Pour terminer je voudrais revenir sur cette phrase concernant l’analyste qui « en corps installe l’objet a à la place du semblant ». On pourrait se demander si à partir d’un corps à corps, et on a vu tout ce qui se déroulerait à partir du corps de l’analysant, l’analyste ne travaillerait pas aussi à partir de la jouissance de son corps, qui a justement été prise dans autre chose, qui est devenu le désir de l’analyste avec son x supportant un manque, qui ferait entrer la jouissance du corps de l’analysant dans un au-delà où le manque deviendrait cause à son tour ?
1Transcription réalisée par Sylvie Levy, à partir de l'enregistrement d'une communication réalisée dans le cadre du séminaire de Jean-Richard Freymann 2013-2014: « l'oeuvre de Jacques Lacan aujourd'hui – Approche clinique et épistémologique – Evolution des concepts lacaniens dans le « Savoir du psychanalyste » et dans « … ou pire »), mardi 15 avril 2014, Clinique Sainte-Barbe ( Strasbourg).

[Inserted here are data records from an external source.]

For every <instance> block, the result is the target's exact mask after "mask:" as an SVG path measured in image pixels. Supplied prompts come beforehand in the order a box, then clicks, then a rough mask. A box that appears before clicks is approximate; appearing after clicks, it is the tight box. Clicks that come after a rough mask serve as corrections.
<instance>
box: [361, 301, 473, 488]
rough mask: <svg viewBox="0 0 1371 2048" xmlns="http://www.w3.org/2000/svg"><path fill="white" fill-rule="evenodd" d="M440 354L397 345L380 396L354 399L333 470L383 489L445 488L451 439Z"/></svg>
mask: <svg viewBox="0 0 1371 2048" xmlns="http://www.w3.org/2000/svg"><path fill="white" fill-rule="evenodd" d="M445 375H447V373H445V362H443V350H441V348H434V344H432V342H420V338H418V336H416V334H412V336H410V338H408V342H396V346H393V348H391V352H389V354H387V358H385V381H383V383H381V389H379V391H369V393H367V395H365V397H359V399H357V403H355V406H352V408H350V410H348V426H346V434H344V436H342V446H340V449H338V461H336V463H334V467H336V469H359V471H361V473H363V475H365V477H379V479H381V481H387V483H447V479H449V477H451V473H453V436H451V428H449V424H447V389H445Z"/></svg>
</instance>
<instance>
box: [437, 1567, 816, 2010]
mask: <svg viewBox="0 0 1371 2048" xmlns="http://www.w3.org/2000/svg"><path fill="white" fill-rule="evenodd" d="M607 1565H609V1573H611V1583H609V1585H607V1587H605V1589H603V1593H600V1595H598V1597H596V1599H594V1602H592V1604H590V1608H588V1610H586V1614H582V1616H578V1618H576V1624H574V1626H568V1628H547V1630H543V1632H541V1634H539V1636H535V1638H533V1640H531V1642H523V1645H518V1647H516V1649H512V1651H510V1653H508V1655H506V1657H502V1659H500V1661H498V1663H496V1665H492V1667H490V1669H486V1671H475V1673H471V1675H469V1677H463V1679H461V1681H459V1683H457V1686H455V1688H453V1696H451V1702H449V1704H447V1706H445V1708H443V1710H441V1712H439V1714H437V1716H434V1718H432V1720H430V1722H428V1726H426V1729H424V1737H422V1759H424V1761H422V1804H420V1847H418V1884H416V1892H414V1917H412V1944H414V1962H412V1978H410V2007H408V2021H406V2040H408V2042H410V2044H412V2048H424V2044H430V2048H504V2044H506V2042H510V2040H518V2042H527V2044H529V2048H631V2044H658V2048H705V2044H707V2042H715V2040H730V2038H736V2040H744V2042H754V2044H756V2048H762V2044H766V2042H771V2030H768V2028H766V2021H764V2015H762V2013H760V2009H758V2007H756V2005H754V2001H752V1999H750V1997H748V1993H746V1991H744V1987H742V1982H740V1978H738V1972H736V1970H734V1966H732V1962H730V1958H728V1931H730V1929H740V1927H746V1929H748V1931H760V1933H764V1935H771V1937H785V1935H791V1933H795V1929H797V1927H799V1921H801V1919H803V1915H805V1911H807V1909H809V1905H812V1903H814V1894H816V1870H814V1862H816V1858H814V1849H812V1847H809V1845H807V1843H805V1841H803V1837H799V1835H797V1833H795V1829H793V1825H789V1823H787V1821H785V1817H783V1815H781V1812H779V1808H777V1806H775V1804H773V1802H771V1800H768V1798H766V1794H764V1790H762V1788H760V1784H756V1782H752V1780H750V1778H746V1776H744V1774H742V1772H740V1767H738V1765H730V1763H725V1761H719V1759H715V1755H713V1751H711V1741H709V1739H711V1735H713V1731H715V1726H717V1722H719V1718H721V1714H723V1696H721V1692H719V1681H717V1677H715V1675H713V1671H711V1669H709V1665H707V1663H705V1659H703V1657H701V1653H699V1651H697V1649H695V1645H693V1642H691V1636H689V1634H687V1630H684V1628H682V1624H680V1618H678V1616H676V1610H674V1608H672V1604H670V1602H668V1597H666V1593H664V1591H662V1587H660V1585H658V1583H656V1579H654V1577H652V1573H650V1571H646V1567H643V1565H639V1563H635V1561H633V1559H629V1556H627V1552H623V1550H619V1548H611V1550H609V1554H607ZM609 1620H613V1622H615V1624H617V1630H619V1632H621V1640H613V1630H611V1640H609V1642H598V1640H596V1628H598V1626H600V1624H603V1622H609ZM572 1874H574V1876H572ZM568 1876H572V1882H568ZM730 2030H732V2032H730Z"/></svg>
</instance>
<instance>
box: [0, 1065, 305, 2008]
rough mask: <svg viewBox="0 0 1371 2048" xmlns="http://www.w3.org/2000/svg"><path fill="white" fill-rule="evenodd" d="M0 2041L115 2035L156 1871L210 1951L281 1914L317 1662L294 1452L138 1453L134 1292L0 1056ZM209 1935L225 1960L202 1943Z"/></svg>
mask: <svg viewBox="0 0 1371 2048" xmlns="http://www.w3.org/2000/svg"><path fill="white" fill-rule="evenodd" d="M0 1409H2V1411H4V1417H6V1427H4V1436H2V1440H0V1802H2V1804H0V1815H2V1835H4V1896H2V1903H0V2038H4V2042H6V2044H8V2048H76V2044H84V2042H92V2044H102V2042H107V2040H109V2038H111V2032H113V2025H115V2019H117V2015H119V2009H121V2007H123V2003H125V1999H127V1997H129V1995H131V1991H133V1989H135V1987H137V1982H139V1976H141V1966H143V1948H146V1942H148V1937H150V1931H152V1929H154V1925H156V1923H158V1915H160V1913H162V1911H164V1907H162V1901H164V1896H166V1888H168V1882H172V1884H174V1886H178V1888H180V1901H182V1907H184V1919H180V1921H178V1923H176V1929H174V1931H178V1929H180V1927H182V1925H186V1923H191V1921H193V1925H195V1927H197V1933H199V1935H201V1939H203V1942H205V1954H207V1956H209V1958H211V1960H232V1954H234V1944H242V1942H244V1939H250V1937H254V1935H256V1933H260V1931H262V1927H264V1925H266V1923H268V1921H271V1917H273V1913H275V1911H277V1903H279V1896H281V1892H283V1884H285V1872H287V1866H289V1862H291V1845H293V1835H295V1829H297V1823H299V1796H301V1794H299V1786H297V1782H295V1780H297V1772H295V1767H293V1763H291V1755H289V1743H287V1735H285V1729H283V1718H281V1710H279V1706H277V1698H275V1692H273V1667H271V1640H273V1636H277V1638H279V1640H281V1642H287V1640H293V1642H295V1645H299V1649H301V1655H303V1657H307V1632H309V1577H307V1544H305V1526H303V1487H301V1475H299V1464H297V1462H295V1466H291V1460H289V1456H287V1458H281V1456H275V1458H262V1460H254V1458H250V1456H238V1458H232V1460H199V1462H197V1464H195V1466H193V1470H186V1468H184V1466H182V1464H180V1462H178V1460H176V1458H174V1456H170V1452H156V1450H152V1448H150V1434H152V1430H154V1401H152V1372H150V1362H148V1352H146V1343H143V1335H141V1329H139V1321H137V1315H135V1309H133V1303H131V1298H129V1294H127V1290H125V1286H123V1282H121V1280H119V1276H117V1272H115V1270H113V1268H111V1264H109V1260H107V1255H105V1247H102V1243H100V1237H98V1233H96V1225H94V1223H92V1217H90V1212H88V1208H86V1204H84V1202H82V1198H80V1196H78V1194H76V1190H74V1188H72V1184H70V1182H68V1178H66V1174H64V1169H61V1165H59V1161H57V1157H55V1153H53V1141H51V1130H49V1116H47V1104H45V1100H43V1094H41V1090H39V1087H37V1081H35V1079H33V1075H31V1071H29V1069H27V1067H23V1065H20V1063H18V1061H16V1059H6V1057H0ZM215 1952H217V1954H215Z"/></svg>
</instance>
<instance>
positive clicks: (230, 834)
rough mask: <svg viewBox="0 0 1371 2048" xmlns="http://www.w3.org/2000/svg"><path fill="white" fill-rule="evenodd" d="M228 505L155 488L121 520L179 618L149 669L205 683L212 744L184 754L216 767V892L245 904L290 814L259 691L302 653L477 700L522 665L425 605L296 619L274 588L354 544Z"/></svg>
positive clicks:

2« La première opération (Bejahung-Ausstossung) (…) première que logiquement et non historiquement (...) reste à refaire, (ce) partage du symbolique et du réel se décide à chaque instant, immédiatement suivie d'une deuxième opération n'intervenant plus cette fois que dans le seul symbolique, dénégation grâce à laquelle s'affirme l'existence. »
(G. Pommier, (1983), D'une logique de la psychose, Paris, Eres, p. 50.)
3Fonction Phi de (x) des formules de la sexuation de J. Lacan – Séminaire « … ou pire ».